HTP - Strike Diary 1997

Students Need Their Own Voice

In Ontario’s illegal teacher’s strike, students have been used as pawns by both sides, pushed back and forth and used as human shields, in order to accomplish each side’s goals. Both the government and the unions claim that the reason for striking illegally or pushing through a controversial bill is to help the students. But is that really true? Ontario students are standing in front of Queen’s Park today to say that neither the government nor the teacher’s unions can speak for the students.

The Ontario Teacher’s Federation has been running radio ads across Ontario, claiming that the teachers are out on the picket lines “for your children”. However, if some thought is given to what the teacher’s unions have been saying, even before the strike, it is clear that the teacher’s unions have the interests of the teachers at heart. This is obvious. Teachers belong to unions because they need an organization to look out for their interests and lobby the government to see their point of view. They are concerned about Bill 160 because it threatens to eliminate thousands of teaching jobs. That’s because teachers pay dues to the union. Without dues, unions can’t survive. Less teachers = less money for the unions. Of course, most teachers also feel that Bill 160 will harm students, because they genuinely care about the kids they teach. However, it is misleading to claim that the teachers unions speak for the students. No students are members of the union. No union heads asked the students for their input. It isn’t fair to say that the strike is for the good of the students when no one bothered to ask them what they thought was good or bad.

But the unions aren’t the only group using the students as means to an end. The government plans to give Ontario residents a 30% tax cut. This cut must be paid for by reducing the funding used to provide social services and programs, such as health care and education. The government plans to cut more than $650 million from the Ministry of Education and Training’s budget, and has refused to commit to put the money saved back in school budgets. This means that the money cut from Ontario’s schools will most likely go to finance the tax cut. Many of the programs proposed in Bill 160 to improve education will save money, such as by using “uncertified” teachers and by reducing prep time (To be fair, some will cost more, such as increasing the amount of time spent in school by students).

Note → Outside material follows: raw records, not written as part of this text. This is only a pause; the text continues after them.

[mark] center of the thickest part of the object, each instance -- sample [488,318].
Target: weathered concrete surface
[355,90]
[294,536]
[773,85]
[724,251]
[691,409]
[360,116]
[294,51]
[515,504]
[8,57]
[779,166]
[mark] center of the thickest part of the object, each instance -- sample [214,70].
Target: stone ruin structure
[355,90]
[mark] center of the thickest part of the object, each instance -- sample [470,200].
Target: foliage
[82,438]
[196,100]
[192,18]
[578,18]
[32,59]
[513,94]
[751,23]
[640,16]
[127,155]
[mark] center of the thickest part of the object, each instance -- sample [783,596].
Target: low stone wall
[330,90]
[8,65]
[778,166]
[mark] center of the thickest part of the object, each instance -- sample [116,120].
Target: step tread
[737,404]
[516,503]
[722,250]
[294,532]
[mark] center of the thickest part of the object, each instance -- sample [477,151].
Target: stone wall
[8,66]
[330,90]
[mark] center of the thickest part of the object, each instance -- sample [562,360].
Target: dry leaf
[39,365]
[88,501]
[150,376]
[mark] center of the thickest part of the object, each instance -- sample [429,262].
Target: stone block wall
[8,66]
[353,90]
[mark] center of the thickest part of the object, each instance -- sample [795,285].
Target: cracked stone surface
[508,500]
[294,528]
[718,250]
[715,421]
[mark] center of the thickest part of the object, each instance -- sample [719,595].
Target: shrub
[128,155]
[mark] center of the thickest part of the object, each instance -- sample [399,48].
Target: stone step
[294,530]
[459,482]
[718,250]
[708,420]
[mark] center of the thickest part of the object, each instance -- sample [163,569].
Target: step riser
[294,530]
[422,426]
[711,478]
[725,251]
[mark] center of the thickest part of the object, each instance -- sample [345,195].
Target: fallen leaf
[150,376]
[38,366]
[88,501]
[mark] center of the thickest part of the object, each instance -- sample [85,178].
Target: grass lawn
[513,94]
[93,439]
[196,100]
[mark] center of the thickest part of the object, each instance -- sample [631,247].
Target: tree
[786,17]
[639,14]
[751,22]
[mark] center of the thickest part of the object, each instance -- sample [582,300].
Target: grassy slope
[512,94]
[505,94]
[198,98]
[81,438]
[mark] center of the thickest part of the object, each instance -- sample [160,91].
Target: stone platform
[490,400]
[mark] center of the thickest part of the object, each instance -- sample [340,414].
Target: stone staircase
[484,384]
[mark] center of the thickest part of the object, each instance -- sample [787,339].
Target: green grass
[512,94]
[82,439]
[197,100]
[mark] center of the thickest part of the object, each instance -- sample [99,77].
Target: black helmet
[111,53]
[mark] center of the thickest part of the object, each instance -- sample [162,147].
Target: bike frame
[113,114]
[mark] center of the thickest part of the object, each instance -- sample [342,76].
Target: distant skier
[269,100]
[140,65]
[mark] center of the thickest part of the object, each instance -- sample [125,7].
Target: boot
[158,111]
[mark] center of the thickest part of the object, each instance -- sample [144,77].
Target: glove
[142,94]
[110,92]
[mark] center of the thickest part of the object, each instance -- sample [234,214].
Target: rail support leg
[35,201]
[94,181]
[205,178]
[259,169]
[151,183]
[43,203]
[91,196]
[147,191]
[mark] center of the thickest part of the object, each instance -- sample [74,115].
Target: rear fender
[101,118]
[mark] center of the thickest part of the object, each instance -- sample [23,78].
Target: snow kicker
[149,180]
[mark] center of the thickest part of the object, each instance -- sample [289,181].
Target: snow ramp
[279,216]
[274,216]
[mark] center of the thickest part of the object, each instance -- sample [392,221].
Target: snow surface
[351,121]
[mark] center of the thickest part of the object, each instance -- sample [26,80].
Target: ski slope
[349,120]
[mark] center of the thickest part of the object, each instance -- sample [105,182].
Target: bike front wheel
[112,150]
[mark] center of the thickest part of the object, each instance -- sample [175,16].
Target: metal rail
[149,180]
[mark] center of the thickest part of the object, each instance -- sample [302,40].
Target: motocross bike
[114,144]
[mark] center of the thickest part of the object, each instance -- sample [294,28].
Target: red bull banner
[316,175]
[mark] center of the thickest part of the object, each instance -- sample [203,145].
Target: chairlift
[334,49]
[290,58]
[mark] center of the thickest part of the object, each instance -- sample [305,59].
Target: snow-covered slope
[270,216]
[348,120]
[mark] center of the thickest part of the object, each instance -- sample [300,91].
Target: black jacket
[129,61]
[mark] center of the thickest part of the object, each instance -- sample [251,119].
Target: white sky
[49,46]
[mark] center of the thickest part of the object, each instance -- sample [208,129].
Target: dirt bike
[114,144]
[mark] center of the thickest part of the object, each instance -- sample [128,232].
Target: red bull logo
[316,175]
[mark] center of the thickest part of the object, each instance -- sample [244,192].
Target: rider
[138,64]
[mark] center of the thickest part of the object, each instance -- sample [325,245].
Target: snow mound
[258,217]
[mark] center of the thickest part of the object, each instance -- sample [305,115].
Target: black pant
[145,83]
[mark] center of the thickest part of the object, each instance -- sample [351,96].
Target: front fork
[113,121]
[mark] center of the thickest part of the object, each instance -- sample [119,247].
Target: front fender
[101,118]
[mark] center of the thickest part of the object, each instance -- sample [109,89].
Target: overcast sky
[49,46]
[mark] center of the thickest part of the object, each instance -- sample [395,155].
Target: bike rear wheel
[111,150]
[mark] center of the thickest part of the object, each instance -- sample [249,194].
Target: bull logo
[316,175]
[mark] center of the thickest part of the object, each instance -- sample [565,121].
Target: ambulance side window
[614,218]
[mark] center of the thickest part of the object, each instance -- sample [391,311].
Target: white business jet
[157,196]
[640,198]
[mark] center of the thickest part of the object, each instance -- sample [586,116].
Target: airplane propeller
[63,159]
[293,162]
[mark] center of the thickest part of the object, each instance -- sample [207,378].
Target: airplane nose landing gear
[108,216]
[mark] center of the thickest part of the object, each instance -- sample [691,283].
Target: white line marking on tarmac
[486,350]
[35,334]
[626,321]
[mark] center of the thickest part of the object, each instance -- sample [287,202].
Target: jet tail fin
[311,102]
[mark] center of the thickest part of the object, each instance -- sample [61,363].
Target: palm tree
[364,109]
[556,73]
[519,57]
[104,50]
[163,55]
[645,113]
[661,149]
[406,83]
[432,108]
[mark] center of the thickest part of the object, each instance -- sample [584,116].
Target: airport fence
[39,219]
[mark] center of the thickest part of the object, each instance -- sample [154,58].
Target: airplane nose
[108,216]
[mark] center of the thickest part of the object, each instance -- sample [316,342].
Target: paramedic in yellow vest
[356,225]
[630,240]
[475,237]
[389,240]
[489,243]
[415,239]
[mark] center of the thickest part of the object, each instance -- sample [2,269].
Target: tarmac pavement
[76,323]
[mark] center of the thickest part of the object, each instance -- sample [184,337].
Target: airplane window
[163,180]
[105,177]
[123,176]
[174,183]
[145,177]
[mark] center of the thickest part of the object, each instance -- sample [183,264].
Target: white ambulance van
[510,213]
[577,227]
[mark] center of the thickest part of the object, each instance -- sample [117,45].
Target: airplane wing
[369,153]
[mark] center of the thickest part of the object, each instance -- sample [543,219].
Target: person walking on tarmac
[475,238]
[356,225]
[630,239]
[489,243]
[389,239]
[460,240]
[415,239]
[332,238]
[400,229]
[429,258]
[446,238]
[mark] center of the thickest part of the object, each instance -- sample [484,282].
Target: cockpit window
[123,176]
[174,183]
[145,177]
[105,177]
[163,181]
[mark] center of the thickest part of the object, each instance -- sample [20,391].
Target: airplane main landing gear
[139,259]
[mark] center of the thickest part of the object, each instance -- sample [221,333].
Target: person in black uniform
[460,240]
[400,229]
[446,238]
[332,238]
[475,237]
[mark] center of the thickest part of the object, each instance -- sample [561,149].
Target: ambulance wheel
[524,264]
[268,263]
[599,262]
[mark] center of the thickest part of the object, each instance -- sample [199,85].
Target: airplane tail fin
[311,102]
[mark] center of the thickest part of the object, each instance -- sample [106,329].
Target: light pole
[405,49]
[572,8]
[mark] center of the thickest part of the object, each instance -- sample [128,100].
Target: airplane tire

What the students here today object to is that programs which are being sold to the public as ways to help school kids and improve education are, in fact, ways to accomplish a tax cut.

It is easy to see that both the government and the teacher’s unions of the province of Ontario have mandates to carry out, and axes to grind. That is nothing new. What is new, and objectionable to the students at this meeting, is that both sides of the education issue use “the good of the students” as excuses and justifications for their actions. The students here today don’t want to be used as pawns. They don’t want to be used to solve other people’s problems (especially people who walk out of the classroom illegally, or cut money out of schools to pay for tax cuts without admitting it). Ontario’s students, especially the ones on the lawn of Queen’s Park, just want to go back to school.